New Features
Python Mode for On-Demand Feature Views
On-demand Feature Views can now be used with mode=python
transformations.
Compared to the existing mode=pandas
option, On Demand Feature Views with
mode=python
will deliver significantly faster request-time latency.
When implementing a transformation with mode=python
, the inputs and outputs
will be Python dictionaries instead of DataFrames. Removing the overhead of
creating DataFrames allows for faster request-time execution. See an
implementation example in the
documentation.
We recommend using python instead of pandas in most cases.
Delete keys from a Feature View
Previously, the only way to delete feature data was to remove the entire feature
view. The new delete_keys()
method for Feature Views makes it simple to delete
feature values for specific keys from a materialized Feature View. This
capability can be helpful for handling user data deletion requests or cleaning
up erroneous data.
See a usage example in the key deletion guide.
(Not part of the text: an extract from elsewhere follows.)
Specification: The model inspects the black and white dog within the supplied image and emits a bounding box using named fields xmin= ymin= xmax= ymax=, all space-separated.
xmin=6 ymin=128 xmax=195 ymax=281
New unit testing framework for Feature Views
Previously, unit testing with Tecton required implementing your own test harness using "plan hooks". The new framework makes it much simpler to get started unit testing feature views, especially for Spark transformations.
When running tecton plan
, tecton apply
, or tecton test
, the Tecton CLI
will use pytest
to execute any files matching matching the
pattern **/tests/*.py
.
See the unit testing guide for an example.
Improvements and Bug Fixes
Adds supports for Python 3.9 and Mac M1 native builds See the Tecton CLI setup
Improved support for release automation with tecton apply
- Protect critical objects from accidental deletion with the
prevent_destroy
tag apply
a previously validatedplan
output based on the plan idtecton restore
now shows the SDK version for that apply
See the CI/CD integration guide for more detail.
Warnings during tecton plan
Warnings will now be shown for each object modified or created during
tecton plan
. These warnings help promote best practices in your feature repo,
but do not block applying the changes.
Fixed data input filtering for aggregateFeatureView.run()
Prior to the fix, aggregate Feature Views run()
filter inputs down to
feature_start_time and feature_end_time window. This may result in inaccurately
output because the aggregation feature result may require input data from before
feature_start_time to perform a correct computation. The fix read just the input
filter to use the correct filter window relative to aggregation window size.